One of the men was a kind of exemplary average. He could have walked all day on a hundred streets without being particularly noticed or remembered at all, and even now, in the dark alley, he was not impressive, except that he was, in his implicit purpose, a threat. The other man was, on the other hand, a monstrous deviation from the average. He was the result of a terrible joke played by a gland on an organism, and if he had walked one street for one-half of one hour, he would have been noticed and remembered reluctantly by everyone he met. His appearance was brutish. Huge head with jutting stony jaw. Enormous hands and feet that swung and shuffled with a suggestion of anthropoid power. The total effect was one of deformity, distortion and disproportion of bones, and there was a name for it, this glandular joke, but Joe couldn’t think of the name or precise cause, only that the soft bones of extremities continued to grow when other bones did not.

“Hello, Lover,” the monstrous man said. “We thought you were never coming. We waited and waited and we thought you were never coming.”

He pronounced the term of endearment lingeringly, fondling it with his tongue as if he were loathe to release it, laughing softly afterward as if it were a joke at least as good as the one that had been played by a gland on him. Average laughed too, a brief burst of air that was more like a snort than an expression of amusement

“Cupid’s a comedian,” he said. “Always with the humor, that’s Cupid. You’ll like him.”

Joe stepped back, trying to release his arms from the hands that held them, but he was not strong, could not hope to prevail or even compete, not even with the unusual strength that is created by the strange chemistry of fear.

“What do you want?” he said.

“You, Lover,” Average said. “Like Cupid told you, we been waiting and waiting.”

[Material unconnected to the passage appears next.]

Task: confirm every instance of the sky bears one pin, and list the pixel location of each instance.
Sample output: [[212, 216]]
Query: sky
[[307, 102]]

“Why? What do you want with me?”

“Well, it seems you been a bad boy. It seems you been keeping company you had no business keeping, and someone figures you ought to be ashamed of yourself. Someone figures you ought to be taught what happens to bad boys who keep the wrong company.”

Cupid lifted his enormous free hand and cupped it beneath Joe’s chin, tipping the head back and looking down into the tilted face with an expression that was a caricature of affection. His voice was an incongruous croon.

“I like you,” he said. “We’re going to be good friends. Lover and Cupid are going to get along fine.”

Average laughed again, the explosive snort, and Joe felt shriveled and incredibly old and sick with shame, knowing now that what he had thought was dead had yet to be killed. Park Avenue ending in an alley. After the North Shore and Connecticut, violence and degradation in some dark corner. Most shameful of all in the evaluation of himself, a fear of physical pain that he had never accorded the anticipation of death. Despite this, aware of what was certainly coming, he felt a desperate and inconsistent urgency to get it over with as quickly as possible.